Boost logo

Boost :

Subject: [boost] [stl_ext_adv] ] Interest in advanced data structures
From: Vadim Stadnik (vadimstdk_at_[hidden])
Date: 2011-11-30 04:58:11


Hi all,

Advanced data structures (ADS) offer useful STL extensions that are not
possible or not efficient with basic data structures, such as arrays,
linked lists and red-black trees.

The project

https://github.com/vstadnik/stl_ext_adv

http://dl.dropbox.com/u/51041088/stl_ext_adv_doc/index.html

focuses mainly on a generalized and unified computer representation of
sequences using the augmented B+ trees. It provides the following STL
extensions:

- The sequence container supports random access iterators and a union of
interfaces of STL containers: vector, list and deque. This sequence offers
the advantage of efficient update operations with logarithmic running time
compared with linear running time of the same operations of std::vector.

- The associative containers (set, multiset, map and multimap) with random
access iterators.

- The enhanced random access iterators effectively address the fundamental
problem of the iterator invalidation.

- The function accumulate() with logarithmic computational complexity can
significantly improve performance of many practically important algorithms
and applications, such as the numerical integration, the statistics, the
data analysis etc.

The examples demonstrate how to improve the computational complexity from
O(N) to O(log N) in the following applications and problems:

- numerical integration.
- calculation of mean value and standard deviation;
- calculation of weighted mean value;

- testing if any number of consecutive elements are equal;

- counting intersections of one interval with sequence intervals;

Is there an interest in this project and implemented STL extensions?

Interest in potentially useful, but not yet implemented algorithms and
specialized containers:

1. The function accumulate() with constant computational cost. With this
function some user algorithms, such as the numerical integration, can come
close to the absolute theoretical limit of the computational cost. The
function can be implemented through iterators enhanced with functionality
of accumulators. For more details, see the section “Random access
iterators” in the documentation.

2. The functions sequence::splice() with logarithmic running time in the
worst case. Note that functions std::list::splice() provide in many cases
constant computational cost, however, in the worst case the cost is linear.

3. Any other potentially useful specialized containers, iterators or
algorithms?

Augmented B+ trees are versatile and powerful data structures. They can be
designed to maximize efficiency of particular algorithms and programming
solutions. The limitation of specialized containers is that the
computational cost of some other operations may increase.

About augmented red black trees.

The augmented red black trees can also support various STL extensions.
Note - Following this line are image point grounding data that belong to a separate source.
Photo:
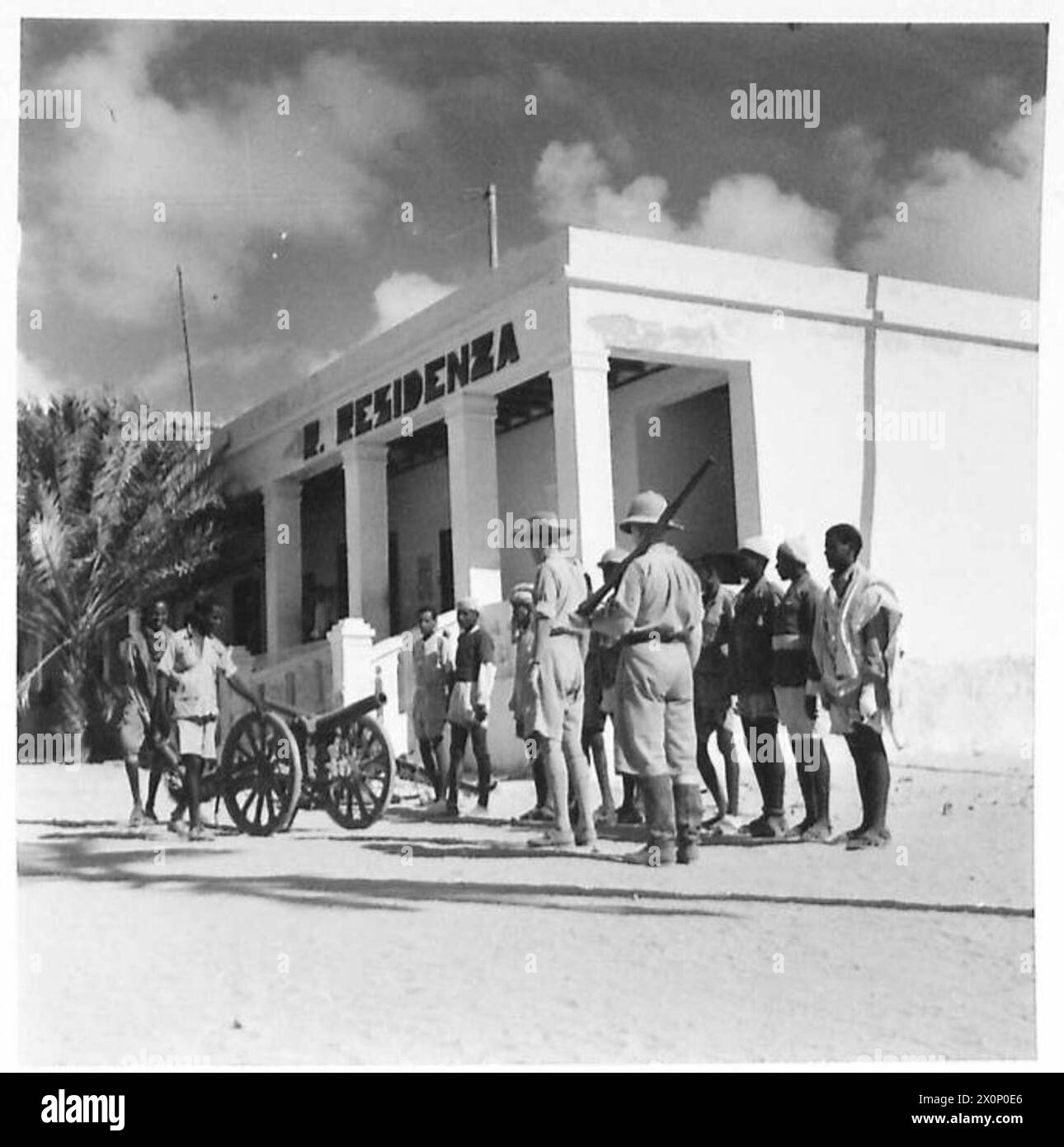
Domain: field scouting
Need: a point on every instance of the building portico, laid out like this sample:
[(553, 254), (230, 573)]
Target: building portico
[(599, 365)]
The
red black trees are yet out of the scope of this project for the reasons
explained in the documentation. However, historically augmented red-black
trees are probably the first ADS that could extend STL, since the method of
augmenting red black trees was described as early as in 1990 [T.H. Cormen,
C.E. Leiserson and R.L. Rivest.” Introduction to Algorithms” (1st ed.). MIT
Press and McGraw-Hill, 1990]. This means, in particular, that the very
first version of STL could provide associative containers with random
access iterators. Also, as I understand the previously submitted project
https://github.com/boost-vault/Containers/blob/master/countertree.zipimplements
containers based on the augmented red black trees.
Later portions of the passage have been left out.